Il mio terzo motivo di dissenso: questo sciopero generale viene deciso a mesi di distanza da quando sarebbe effettivamente servito, quando furono colpiti i lavoratori FIAT e la FIOM, quando il ricatto di Marchionne è stato esercitato sui lavoratori e quando il rispetto dei diritti, delle tutele e delle regole è stato completamente ignorato. Una serie di atti di enorme gravità sociale e politica. Fatto da un manager che gode molta simpatia nel centrosinistra.
Avremmo dovuto fare lo sciopero generale allora, come ci chiedeva la FIOM, e non lasciare che tale fondamentale pezzo della CGIL lottasse da sola contro un nemico solo apparentemente italiano. In quell’occasione l’atteggiamento della CGIL avrebbe dovuto essere molto diverso, attivandosi da subito in difesa di una delle proprie categorie più importanti, colpita da un attacco inaudito.
Invece si è scelto di non agire, decidendosi a farlo solo alcuni mesi dopo, a poco meno di una settimana dal voto amministrativo. La sensazione che lo sciopero posto in tale data sia un tentativo di dare visibilità e sostanza, nell’imminenza del turno elettorale, al fallimentare e mistificatorio centrosinistra, non molto migliore della destra di Berlusconi, appare più che una certezza.
Per tutti questi motivi sono contrario allo sciopero e alla partecipazione alla manifestazione, azioni incapaci, in quest’ottica, di promuovere delle vere iniziative per migliorare le condizioni dei lavoratori.
Cara CGIL, credi nelle parole di un tuo vecchio e appassionato militante, se vuoi evitare di essere conformata agli interessi del Capitale e continuare la tua gloriosa storia centenaria di combattente in sostegno dei lavoratori, dovrai presto cambiare visione ed azione, superare i dogmi e le abitudini, rifiutare il Pensiero Unico, sciogliere un po’ di ruggine e cercare una soluzione alternativa al sistema socio-economico capitalista.
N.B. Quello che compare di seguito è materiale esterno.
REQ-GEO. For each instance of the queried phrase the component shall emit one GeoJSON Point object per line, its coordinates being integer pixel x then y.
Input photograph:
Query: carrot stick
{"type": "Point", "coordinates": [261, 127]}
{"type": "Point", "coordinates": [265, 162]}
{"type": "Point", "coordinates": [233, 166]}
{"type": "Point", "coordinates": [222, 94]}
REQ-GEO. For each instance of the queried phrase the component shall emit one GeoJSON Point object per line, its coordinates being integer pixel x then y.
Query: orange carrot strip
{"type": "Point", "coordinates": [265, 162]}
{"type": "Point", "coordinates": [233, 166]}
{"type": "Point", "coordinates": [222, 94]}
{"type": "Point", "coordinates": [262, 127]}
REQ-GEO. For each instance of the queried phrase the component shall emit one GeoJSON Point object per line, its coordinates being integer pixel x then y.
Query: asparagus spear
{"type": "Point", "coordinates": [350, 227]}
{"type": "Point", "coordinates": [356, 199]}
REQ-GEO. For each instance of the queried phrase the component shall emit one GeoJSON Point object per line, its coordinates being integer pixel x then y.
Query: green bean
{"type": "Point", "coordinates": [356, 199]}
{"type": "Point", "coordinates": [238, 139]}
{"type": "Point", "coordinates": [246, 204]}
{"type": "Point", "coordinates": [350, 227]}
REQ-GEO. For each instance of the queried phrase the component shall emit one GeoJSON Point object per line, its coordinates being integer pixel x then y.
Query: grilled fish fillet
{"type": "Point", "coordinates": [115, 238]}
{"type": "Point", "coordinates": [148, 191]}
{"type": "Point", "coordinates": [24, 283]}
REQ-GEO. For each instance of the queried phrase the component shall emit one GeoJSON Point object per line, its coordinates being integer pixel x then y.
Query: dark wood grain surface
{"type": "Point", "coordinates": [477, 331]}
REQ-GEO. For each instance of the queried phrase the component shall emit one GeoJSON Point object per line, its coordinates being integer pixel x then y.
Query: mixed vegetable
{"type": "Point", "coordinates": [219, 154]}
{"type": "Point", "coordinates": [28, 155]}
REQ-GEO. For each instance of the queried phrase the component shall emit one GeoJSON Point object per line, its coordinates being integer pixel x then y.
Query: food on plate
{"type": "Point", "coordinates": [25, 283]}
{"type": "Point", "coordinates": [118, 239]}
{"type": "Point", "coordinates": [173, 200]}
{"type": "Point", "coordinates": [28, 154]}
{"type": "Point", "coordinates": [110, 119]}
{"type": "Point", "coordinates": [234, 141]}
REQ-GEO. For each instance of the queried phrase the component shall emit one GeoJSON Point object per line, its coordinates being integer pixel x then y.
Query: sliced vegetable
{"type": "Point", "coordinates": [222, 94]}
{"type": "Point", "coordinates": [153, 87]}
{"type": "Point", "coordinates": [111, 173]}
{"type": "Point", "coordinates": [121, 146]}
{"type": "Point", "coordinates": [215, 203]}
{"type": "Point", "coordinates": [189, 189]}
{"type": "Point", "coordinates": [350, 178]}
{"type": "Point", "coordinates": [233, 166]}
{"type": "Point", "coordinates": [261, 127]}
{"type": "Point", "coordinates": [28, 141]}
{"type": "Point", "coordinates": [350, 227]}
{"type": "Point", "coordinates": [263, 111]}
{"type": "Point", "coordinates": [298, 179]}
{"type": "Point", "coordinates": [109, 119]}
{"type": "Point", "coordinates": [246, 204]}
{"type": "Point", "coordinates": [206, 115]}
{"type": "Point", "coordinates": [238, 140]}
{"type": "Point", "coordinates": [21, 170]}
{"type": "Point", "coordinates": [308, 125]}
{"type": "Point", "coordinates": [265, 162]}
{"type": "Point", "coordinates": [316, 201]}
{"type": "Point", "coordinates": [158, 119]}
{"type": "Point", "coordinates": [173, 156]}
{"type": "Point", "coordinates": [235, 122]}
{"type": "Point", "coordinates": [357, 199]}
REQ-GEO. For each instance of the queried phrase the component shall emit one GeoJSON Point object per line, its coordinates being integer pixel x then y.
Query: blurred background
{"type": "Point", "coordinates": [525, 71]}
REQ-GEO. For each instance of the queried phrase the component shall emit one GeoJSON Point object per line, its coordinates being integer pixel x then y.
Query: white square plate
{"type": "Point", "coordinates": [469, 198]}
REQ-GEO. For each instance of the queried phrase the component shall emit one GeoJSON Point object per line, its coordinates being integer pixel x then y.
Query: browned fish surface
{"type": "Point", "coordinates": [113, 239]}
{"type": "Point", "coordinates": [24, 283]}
Danilo Lollobrigida. Iscritto, militante e rappresentante CGIL
Definirei questa testimonianza col termine "confortante", perché dimostra che le tesi di Uniti e Diversi possono trovare un terreno fecondo su cui attecchire: c'è tutta un'area che non ne può più di questo sistema e della vecchia sinistra, un'area che cerca strade nuove. Purtroppo questa consapevolezza è diffusa soprattutto in generazioni non più giovani. I pochi giovani disposti a mobilitarsi sono attratti da Cinquestelle, con cui sarà necessario cercare convergenze. L'unica riserva che ho sull'articolo è l'elogio di Berlinguer, ma si tratta di un dettaglio.